Whilst not neglecting the classical and romantic repertoire, she is a noted interpreter of the great twentieth-century works of Feldman, Jolivet, Ligeti, Nono, and Scelsi. She has premiered pieces by such composers as Olivier Messiaen, Werner Egk or Jörg Widmann, and works dedicated to her by the composers Thomas Larcher and Michael Jarrell. Isabelle Faust has made several recordings of chamber music for harmonia mundi on both modern and period instruments with partner Alexander Melnikov. Many of her critically acclaimed CDs have won prizes, including the Diapason d’Or and the Gramophone Award. Isabelle Faust plays the ‘Sleeping Beauty’ Stradivarius of 1704, kindly loaned to her by the L-Bank Baden Württemberg.

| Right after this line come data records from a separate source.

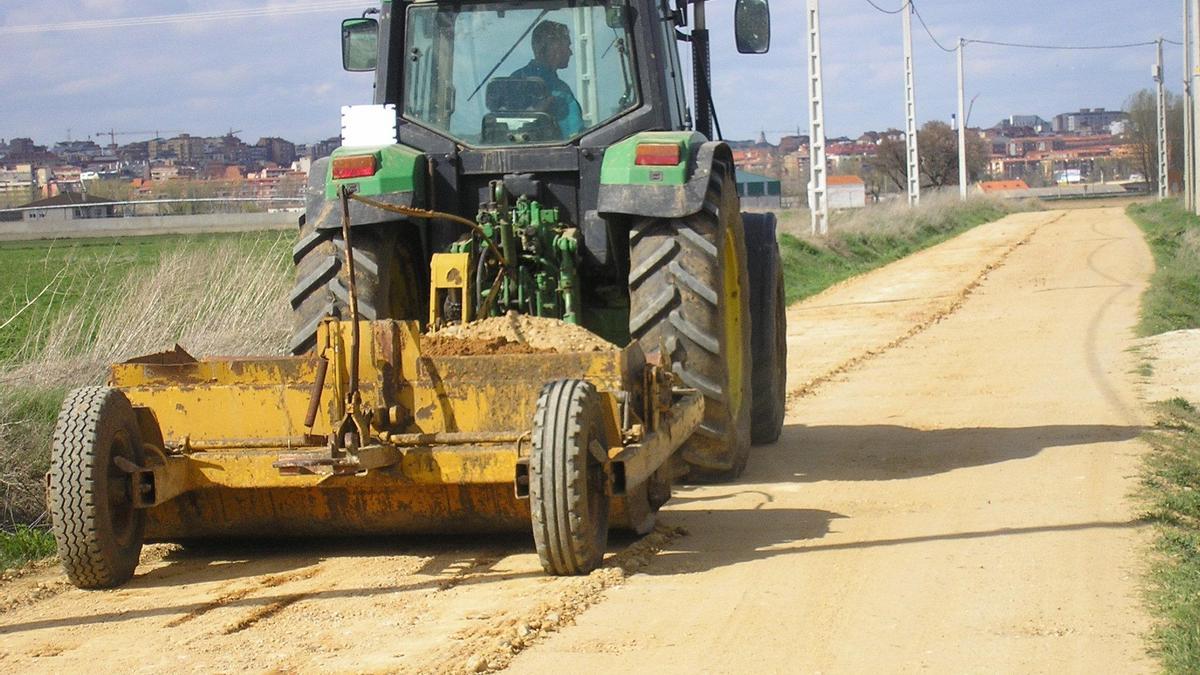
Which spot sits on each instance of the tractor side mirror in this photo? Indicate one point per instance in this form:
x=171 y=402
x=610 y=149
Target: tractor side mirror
x=751 y=25
x=615 y=16
x=360 y=45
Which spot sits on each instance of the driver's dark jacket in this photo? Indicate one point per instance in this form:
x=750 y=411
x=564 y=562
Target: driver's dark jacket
x=567 y=109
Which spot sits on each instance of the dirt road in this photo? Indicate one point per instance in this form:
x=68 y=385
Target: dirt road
x=949 y=495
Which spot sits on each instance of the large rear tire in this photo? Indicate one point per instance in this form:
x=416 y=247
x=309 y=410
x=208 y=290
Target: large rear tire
x=568 y=491
x=768 y=315
x=385 y=279
x=688 y=300
x=97 y=530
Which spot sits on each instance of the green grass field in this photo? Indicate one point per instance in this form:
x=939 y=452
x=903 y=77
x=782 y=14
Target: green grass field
x=39 y=280
x=100 y=285
x=870 y=238
x=1171 y=477
x=77 y=280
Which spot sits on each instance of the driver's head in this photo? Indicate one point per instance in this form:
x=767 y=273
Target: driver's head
x=552 y=45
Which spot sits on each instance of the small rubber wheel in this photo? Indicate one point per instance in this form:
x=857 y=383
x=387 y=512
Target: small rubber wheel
x=768 y=333
x=97 y=530
x=568 y=493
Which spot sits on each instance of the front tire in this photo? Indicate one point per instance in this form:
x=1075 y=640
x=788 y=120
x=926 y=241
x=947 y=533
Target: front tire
x=568 y=493
x=97 y=530
x=689 y=302
x=768 y=314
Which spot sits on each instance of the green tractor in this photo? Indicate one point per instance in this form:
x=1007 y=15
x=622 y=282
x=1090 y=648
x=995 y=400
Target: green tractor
x=551 y=144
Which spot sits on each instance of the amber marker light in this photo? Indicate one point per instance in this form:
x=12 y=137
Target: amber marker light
x=354 y=166
x=657 y=155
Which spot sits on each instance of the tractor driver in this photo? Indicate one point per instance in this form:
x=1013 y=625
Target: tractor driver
x=552 y=53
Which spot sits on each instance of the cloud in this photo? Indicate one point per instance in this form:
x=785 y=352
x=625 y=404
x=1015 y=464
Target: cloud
x=281 y=76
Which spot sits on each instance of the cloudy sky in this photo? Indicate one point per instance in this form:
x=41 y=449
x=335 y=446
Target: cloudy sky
x=275 y=73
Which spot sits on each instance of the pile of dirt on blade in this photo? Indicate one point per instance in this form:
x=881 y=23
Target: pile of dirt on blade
x=514 y=330
x=448 y=346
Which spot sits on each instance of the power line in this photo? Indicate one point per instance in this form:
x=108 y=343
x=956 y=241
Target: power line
x=929 y=33
x=162 y=19
x=888 y=11
x=1015 y=45
x=1063 y=47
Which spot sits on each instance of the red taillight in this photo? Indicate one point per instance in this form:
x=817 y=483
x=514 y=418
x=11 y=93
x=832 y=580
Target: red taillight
x=657 y=155
x=355 y=166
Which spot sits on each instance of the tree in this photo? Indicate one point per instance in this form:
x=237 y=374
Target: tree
x=939 y=149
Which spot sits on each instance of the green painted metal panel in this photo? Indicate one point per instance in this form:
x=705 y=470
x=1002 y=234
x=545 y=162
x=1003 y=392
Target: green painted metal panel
x=619 y=167
x=397 y=171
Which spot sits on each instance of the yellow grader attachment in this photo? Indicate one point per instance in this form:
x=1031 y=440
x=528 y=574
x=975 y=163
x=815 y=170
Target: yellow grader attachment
x=379 y=440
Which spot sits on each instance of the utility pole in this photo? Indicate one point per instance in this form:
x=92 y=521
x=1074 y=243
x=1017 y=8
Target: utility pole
x=963 y=127
x=1163 y=189
x=910 y=91
x=1189 y=179
x=817 y=179
x=1194 y=77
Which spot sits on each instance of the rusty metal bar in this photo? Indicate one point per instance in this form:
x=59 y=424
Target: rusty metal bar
x=318 y=386
x=455 y=437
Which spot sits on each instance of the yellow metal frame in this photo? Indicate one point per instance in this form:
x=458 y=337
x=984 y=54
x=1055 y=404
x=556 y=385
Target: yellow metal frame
x=456 y=430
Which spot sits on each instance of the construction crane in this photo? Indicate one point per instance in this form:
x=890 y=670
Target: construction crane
x=113 y=133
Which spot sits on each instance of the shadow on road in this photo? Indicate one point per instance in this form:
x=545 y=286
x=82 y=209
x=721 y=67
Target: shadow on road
x=883 y=452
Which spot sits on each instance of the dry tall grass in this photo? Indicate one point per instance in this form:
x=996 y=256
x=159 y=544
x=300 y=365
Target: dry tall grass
x=229 y=299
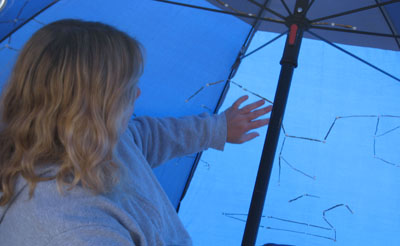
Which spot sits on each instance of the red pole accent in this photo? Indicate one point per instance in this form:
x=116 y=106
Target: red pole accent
x=293 y=34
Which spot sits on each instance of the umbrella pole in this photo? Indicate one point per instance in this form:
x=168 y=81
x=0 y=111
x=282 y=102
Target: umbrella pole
x=297 y=24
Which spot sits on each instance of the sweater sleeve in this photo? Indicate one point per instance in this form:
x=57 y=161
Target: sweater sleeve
x=94 y=235
x=162 y=139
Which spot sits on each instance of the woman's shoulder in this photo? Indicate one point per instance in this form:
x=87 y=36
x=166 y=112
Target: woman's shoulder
x=50 y=213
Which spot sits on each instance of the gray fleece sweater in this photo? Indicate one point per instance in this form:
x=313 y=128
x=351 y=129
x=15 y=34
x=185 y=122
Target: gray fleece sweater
x=136 y=212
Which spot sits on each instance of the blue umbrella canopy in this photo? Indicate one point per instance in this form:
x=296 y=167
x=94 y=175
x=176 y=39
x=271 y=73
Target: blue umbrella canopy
x=192 y=56
x=179 y=60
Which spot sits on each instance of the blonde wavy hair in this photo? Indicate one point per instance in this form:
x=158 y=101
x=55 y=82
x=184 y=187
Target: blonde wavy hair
x=64 y=105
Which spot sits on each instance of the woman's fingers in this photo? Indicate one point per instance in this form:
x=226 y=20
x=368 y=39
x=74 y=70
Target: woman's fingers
x=248 y=108
x=257 y=124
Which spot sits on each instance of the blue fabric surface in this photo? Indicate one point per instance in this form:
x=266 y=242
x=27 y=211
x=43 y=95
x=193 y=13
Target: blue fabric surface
x=185 y=49
x=341 y=179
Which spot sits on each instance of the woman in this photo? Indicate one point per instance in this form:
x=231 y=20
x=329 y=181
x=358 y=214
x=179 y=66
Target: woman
x=74 y=170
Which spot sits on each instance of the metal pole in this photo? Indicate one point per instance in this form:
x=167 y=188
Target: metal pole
x=297 y=23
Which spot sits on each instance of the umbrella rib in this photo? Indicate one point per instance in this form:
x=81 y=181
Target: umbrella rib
x=352 y=55
x=27 y=20
x=264 y=45
x=388 y=23
x=356 y=31
x=251 y=16
x=355 y=10
x=268 y=9
x=286 y=7
x=308 y=7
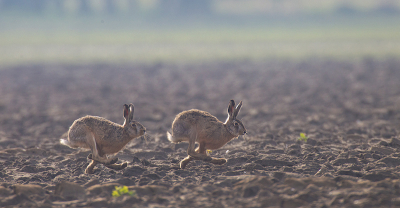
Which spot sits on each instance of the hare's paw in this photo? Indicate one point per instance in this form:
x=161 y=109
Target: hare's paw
x=117 y=166
x=124 y=165
x=208 y=159
x=218 y=161
x=184 y=162
x=111 y=161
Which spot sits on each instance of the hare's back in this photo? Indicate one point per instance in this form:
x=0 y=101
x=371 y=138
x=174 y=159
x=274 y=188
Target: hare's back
x=94 y=122
x=194 y=116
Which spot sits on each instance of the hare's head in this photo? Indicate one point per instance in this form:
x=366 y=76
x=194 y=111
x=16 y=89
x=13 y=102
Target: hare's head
x=134 y=128
x=234 y=126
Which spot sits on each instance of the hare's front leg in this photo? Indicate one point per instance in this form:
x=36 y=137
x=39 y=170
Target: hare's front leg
x=91 y=141
x=201 y=150
x=192 y=152
x=90 y=167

was born in Moscow in 1973 and began his music studies at the age of six at Moscow’s Central Music School. He then continued at the city’s Tchaikovsky Conservatory from which he graduated in 1997. Regularly invited by Sviatoslav Richter, he participated in his festivals in Moscow (December Nights) and his chamber music festival at La Grange deMeslay. He completed his postgraduate studies with Elisso Virssaladze in Munich. From 2000 to 2002 he was a BBC New Generation Artist. Alexander Melnikov appears regularly in recital at the world’s leading concert halls with major orchestras such as the Russian National Orchestra, Tokyo Philharmonic, Leipzig Gewandhaus, Philadelphia Orchestra and BBC Philharmonic. Besides his well-established duo with Isabelle Faust, his partners include Vadim Repin, Natalia Gutman, Alexander Rudin, Victor Tretiakov, the Borodin Quartet, Truls Mørk, Jean-Guihen Queyras, and many others. In piano duo repertoire he appears regularly with Andreas Staier, Boris Berezovsky, and Alexei Lubimov. He also regularly performs on the fortepiano with Concerto Köln. He has recorded several CDs on harmonia mundi as a soloist(Scriabin, Rachmaninoff) and as a chamber musician (Isabelle Faust,Jean-Guihen Queyras, Teunis van der Zwart).